Pet threat
Regarding the anti-vaxxers movement [FT384:12-13], I’d like to relate my alarming recent experience of its impact on pets. Over the past two years, we’ve been looking into re-homing kittens. The last time we did this was 13 years ago, when the experience was much more straightforward. However, this time we have had no fewer than five desperately ill kittens in our ‘quarantine’ room over the past 18 months, acquired, variously, from very large and well known charities, small private charities and a highly recommended private breeder. All of them had to go back to their original homes because we have older, healthy cats that we were unwilling to expose to communicable diseases.

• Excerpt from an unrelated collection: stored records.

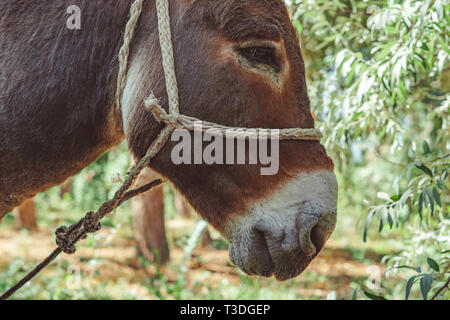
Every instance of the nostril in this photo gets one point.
(317, 238)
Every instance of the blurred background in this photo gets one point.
(378, 79)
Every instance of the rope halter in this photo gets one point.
(173, 119)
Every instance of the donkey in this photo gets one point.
(238, 63)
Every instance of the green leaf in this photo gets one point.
(437, 197)
(426, 148)
(355, 294)
(390, 220)
(424, 169)
(409, 285)
(367, 225)
(384, 196)
(421, 198)
(433, 264)
(425, 285)
(431, 199)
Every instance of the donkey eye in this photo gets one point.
(262, 55)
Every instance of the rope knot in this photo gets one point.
(91, 224)
(65, 238)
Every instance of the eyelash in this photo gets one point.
(264, 55)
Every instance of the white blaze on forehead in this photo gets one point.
(278, 213)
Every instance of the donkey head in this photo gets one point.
(239, 64)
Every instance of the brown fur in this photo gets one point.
(56, 95)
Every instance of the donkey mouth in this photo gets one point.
(269, 249)
(268, 257)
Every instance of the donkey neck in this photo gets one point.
(57, 85)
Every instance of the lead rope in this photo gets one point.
(68, 237)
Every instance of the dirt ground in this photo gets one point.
(334, 269)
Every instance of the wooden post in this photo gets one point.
(148, 221)
(25, 215)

We had our vets run tests on them. It’s not exhaustive research by a long way, but it’s a reasonable random sample frame. The
poor things were suffering from, variously, herpesvirus (cat ‘flu), calicivirus (another respiratory illness that causes painful ulceration of the tongue and eyes), and giardia (an intestinal parasite). The first two viruses are in the routine innoculations that vets recommend are given at roughly eight weeks and then a booster at 12 weeks, and thereafter annually. These routine vaccinations also protect against panleukopenia, which kills off white blood cells (closely related to dog parvovirus), FeLV (feline leukemia) and FIV (the cat version of HIV).
Kittens are particularly sensitive to any communicable disease; but if they and their cattery mates had been fully vaccinated, it’s highly unlikely that they would have developed any of these illnesses, certainly not to the extent of displaying the clinical signs – for example breathing difficulties, fever and lethargy – that we witnessed. These unprotected cats risk dangerous secondary infections (which two of these already had: namely mycoplasma felis), losing an eye to cat ‘flu and continually ‘shedding’ the virus in future as a carrier, not to mention a compromised immune system for life.
Our vets confirmed that they had indeed seen a rise in the instances of these preventable illnesses over the last few years. Yet one member of the public that I spoke to when enquiring about a private kitten sale elaborated on the demonstrable lack of the words ‘fully vaccinated’ in about 90% of adverts. When I asked if her 11-month-old kittens had received their first vaccinations, she replied: “No, I don’t believe in giving little kittens a small bit of a deadly disease. Did you know that’s what they do?”